A ascensão do grupo extremista desencadeou uma onda de protestos nas principais cidades alemãs e reações de aversão de entidades defensoras dos direitos humanos e de sobreviventes do Holocausto.
O Alto Comissário da ONU alertou para os riscos que o fortalecimento de plataformas antidemocráticas e populistas traz para a estabilidade de instituições globais.
Paralelamente, o ministro para Assuntos Europeus da França, Benjamin Haddad, chegou a dizer que “o momento é sério na Europa“. O próprio bloco liderado por Marine Le Pen, representante da extrema-direita francesa no Parlamentou Europeu, expulsou a AfD por considerar a legenda “radical” demais.

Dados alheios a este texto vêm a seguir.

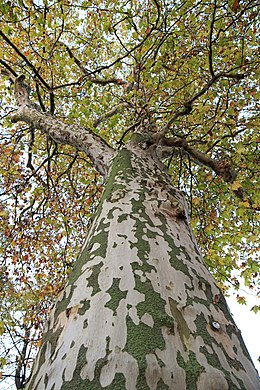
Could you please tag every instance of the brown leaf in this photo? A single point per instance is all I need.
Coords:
(235, 5)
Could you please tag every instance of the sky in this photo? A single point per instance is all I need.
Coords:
(249, 324)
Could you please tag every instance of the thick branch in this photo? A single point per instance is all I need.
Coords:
(222, 168)
(79, 137)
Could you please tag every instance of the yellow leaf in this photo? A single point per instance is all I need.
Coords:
(235, 185)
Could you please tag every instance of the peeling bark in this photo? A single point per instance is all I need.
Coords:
(140, 310)
(79, 137)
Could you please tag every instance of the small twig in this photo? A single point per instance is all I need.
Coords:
(109, 114)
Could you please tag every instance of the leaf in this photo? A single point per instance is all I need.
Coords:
(235, 185)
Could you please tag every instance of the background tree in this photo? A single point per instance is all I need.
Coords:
(183, 75)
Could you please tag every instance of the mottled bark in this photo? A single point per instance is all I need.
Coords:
(79, 137)
(141, 310)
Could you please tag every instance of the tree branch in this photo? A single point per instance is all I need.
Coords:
(222, 168)
(109, 114)
(79, 137)
(187, 106)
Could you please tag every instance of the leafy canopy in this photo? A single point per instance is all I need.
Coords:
(185, 69)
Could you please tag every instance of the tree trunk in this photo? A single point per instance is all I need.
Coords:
(141, 310)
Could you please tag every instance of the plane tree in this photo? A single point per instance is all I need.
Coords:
(129, 123)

Na Itália, o Ministro das Relações Exteriores, Antônio Tajani, alertou que o quadro é “terrível” e que as tendências liberais do partido é “a antítese dos valores liberais ocidentais“.
Ao mesmo tempo, o presidente americano Donald Trump e autoridades russas celebraram a vitória da extrema-direita
Internamente, o avanço da legenda de corte anti-imigração e pró-Moscou fragilizou a coalizão do chanceler conservador Friedrich Merz. Protestos populares eclodiram nas principais capitais alemãs contra a relativização do passado nazista. Analistas internacionais apontam que o triunfo regional não apenas coloca em xeque a coesão do governo em Berlim, como também projeta um efeito cascata sobre o equilíbrio político do bloco europeu. A região terá ciclo eleitoral decisivo nos próximos meses.